杨氏眼神中闪现几分狠戾,“公公真是老糊涂了,那小兔崽子可是将他当作仇人呢,不行,我要去见父亲去!”
那边厢,静宜院里,明萱将长庚递过来的名单仔细看了一遍,有些难以置信地说道,“啧啧,这院子里大小的婆子丫头共有近二十人,除了杨氏的眼线外,竟然每个都或多或少与其他房头有干系?”
她无奈地叹了一声,“不过一个长子嫡孙的名号,杨氏盯着倒也还说得过去,其他四房的人……连裴相的姨娘都有将手伸过来,这简直也太离谱了些。

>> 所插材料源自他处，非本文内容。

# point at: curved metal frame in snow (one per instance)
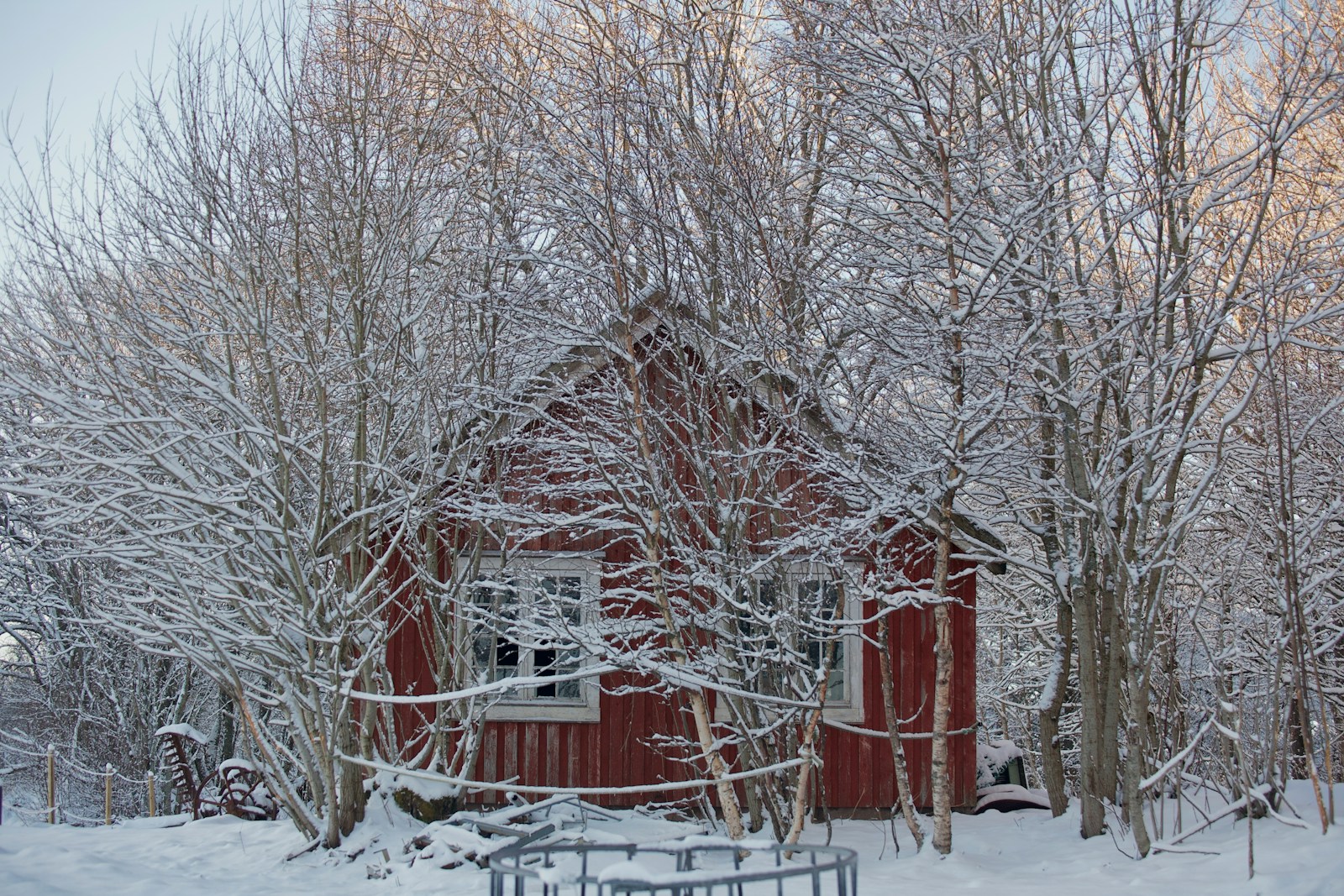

”
小册子上,清楚地记录着哪些人的什么亲戚是哪房的什么人,哪些人时常与哪房走动,这将近二十来个人,竟然没有一个人的身份是简简单单清清白白的,那么多人,便是那么多双眼睛,在这样的境况之下生活,可以想见,裴静宸的日子过得有多么憋屈。
长庚苦笑着说,“爷的日子不好过,但也多亏了那些人,才坐实了爷病弱的传闻。大奶奶想要将那些人都打发了,倒是件好事,可我认为,还是应该慢慢来,循序渐进着比较好些,否则若是一棍子全发卖了,屋子里没人做事倒是小事,将阖府上下都得罪了遍,才不好……”
他微顿,“爷以后事务逐渐繁忙,恐怕没有太多时间顾着院子里的事,奶奶一个人到底力弱了些,若是那些人存心要为难您,怕您要吃亏。”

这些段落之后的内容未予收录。